Call the plumber
Plumber delivers his son in his own bathroom
Brian Hines is a plumber, and therefore does a lot of his best work in bathrooms. But none of his training prepared him for when water broke in his own bathroom. But with the help of an emergency dispatcher, the Michigan man talked his wife, Andrea, through the delivery of his newest son, Daniel. And anyone that had 7 pounds, 13½ ounces in the pool wins. Brian told the Detroit Free Press he recognizes the irony of the story, and says he and his wife will have "fun with that one for a long time." The dispatcher, Joy Nick, told the Oakland Press that it was her first phone delivery in 22 years.
Prisoners don't care what's flushed
The plumbing problems in Lancaster, Pa., are not nearly as adorable. Inmates at the prison there seem to think it's fun to flush all manner of things down the toilets, presumably to see if they can. Items include towels, sheets and sneakers, in addition to the usual stuff. To combat this, the county will install a big filter on the prison sewage system, so all the stuff is caught before it enters the treatment plant, where it creates big problems. "It tends to get bunched up, and then it finally blows out, and we get one big ball of stuff," Charlotte Katzenmoyer, the city's director of public works, told the Lancaster Intelligencer Journal. Each portion of that quote draws an unfortunate mental image. The county will pay $225,000 for the big net. Taxpayer cash.
Cat burglar more of a cat napper
Police in Ellensburg, Wash., have surveillance video of a man breaking a basement window to Sterling Savings Bank. The man broke in about 3 a.m. Saturday, then left just before 8 a.m.
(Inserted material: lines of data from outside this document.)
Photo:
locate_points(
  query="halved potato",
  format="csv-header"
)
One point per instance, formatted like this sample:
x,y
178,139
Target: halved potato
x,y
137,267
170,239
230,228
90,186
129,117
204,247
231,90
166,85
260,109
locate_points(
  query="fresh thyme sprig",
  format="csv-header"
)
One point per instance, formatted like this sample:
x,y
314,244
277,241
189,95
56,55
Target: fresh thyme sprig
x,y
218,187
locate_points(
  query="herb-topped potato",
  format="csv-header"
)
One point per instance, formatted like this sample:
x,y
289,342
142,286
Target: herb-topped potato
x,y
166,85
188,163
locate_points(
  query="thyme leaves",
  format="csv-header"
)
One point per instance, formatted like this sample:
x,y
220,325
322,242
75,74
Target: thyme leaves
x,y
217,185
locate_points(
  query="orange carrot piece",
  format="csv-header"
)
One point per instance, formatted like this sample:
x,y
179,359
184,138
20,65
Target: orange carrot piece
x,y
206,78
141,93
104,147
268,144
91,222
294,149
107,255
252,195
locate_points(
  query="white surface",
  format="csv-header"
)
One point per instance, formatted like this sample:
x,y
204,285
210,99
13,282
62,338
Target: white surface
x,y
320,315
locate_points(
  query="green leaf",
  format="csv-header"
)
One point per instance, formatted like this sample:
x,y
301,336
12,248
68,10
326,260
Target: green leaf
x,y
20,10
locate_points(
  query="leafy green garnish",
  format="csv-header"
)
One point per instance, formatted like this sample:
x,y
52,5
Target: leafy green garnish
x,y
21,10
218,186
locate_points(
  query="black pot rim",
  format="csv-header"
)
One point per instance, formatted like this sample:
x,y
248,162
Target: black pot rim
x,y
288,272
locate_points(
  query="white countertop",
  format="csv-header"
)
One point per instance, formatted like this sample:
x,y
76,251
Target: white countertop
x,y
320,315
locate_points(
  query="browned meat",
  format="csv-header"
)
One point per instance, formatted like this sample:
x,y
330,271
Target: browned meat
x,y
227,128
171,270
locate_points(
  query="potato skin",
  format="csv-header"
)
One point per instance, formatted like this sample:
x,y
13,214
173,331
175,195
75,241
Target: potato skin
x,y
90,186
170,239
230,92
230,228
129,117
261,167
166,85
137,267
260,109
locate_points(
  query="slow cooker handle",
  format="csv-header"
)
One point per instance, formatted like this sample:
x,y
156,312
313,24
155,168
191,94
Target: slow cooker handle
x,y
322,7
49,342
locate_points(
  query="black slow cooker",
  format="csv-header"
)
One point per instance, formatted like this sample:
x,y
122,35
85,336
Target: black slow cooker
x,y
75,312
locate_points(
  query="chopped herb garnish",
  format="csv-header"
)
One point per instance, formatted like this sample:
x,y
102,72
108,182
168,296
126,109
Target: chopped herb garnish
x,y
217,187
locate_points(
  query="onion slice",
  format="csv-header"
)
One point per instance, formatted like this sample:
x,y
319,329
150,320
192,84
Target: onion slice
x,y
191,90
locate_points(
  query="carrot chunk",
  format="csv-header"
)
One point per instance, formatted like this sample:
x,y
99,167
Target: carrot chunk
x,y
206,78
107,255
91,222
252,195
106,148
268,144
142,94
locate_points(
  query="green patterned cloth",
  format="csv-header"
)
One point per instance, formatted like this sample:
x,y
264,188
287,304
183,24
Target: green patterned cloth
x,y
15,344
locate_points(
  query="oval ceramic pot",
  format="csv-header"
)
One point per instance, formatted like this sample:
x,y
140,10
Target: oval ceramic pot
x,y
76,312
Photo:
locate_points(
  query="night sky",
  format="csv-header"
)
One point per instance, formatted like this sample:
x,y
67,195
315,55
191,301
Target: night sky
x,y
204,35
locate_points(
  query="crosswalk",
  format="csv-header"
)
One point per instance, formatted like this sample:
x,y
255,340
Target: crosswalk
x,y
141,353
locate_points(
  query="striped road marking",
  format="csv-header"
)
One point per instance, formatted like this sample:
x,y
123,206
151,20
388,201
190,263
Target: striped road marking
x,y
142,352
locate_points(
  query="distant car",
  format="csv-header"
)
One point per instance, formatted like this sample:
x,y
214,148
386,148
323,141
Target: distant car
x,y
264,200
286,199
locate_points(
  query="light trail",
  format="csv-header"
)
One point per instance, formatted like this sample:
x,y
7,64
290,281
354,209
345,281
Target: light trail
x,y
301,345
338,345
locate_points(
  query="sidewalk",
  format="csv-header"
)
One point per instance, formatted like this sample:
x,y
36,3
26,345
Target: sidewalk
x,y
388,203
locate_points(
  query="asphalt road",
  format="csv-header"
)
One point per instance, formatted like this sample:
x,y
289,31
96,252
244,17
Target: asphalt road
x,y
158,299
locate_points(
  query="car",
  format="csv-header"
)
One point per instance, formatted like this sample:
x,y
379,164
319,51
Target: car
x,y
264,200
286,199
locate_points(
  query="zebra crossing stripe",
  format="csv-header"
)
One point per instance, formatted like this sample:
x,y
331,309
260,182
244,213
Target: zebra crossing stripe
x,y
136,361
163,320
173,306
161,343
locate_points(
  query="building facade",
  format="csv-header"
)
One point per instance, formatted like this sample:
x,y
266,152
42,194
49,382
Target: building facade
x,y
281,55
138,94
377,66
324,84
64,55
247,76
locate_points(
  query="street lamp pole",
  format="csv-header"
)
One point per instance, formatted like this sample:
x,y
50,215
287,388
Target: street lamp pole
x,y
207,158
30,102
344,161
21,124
But all he stole was a couple of winks. He spent the entire time he was there asleep. "He was intoxicated, and that's why he went downstairs and took a little nap on the couch," Ellensburg police Capt. Dan Hansberry said. "He honestly doesn't know why he was there to begin with." Police have arrested Brian Goff, 21, in the case. Apparently, alcohol may have been involved.
What a stink
Actually, it doesn't smell like gas at all
It was cause for concern in the Detroit suburbs of Harper Woods and Grosse Pointe when customers of DTE Energy reported a gas leak. Acting in an abundance of caution, there was an investigation, and it determined that there wasn't actually a gas leak. But it smelled like one, because for some reason, there was too much stinky stuff in the mix. Natural gas has no odor, so companies add the rotten egg stench to it, so people know when its leaking. The problem here was just too much ick. Officials solved the problem by rerouting to a different source until they figure out what happened.